A little discussion on the history of graphics on the Windows platform. One of the key goals in Vista is to take advantage of the hardware improvements and shift more processing to GPUs and so on. This is a shift from Gdi/GDI+/DirectShow to the new Direct3d and Windows Presentation Foundation.
Direct3D 9 is available on XP. Direct 3D 10 will only be available in Vista and is geared towards simplifying access to new functionality on modern graphics cards.
Windows Media Framework is the long term replacement for DirectShow and Windows Media SDK. It enables simply playback of protected audio and video. It also provides what they are now calling "resilient media playback" - that is, it will adapt to spikes in resource availability. This is especially important as we move to more and more intensive HD content.
This 3D power is not tied simply to graphics and games, but is very open to the text engine as well. It is what makes custom fonts and stuff available.

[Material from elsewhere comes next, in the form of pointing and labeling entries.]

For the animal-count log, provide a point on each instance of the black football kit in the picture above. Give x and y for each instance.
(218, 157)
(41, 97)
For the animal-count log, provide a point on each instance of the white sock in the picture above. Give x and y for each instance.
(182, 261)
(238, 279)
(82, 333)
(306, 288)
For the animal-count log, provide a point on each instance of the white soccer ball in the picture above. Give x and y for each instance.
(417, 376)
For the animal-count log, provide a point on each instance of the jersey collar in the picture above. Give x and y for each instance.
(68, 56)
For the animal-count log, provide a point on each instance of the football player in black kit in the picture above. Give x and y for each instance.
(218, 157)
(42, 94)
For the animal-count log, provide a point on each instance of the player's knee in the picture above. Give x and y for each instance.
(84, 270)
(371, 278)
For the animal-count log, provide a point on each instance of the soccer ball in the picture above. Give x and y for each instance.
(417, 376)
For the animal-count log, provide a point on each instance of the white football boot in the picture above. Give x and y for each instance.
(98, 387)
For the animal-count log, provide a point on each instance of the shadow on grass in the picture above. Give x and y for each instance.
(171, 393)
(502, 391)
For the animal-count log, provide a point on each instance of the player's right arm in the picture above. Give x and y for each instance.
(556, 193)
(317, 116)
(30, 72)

He then showed a demo of a videos and pictures mapped to a cloth surface. The cloth then drops over a table, and you see the video playing the entire time. This was very cool and very, very simple to write. In fact, the only real complex code was the physics engine that was written to handle the flowing cloth. Everything else was just a handful of lines of code.
A big message is model / view separation. This allows designers to do their thing, providing better separation of functionality and styles. In many ways, XAML is being positioned as HTML + CSS for Windows applications.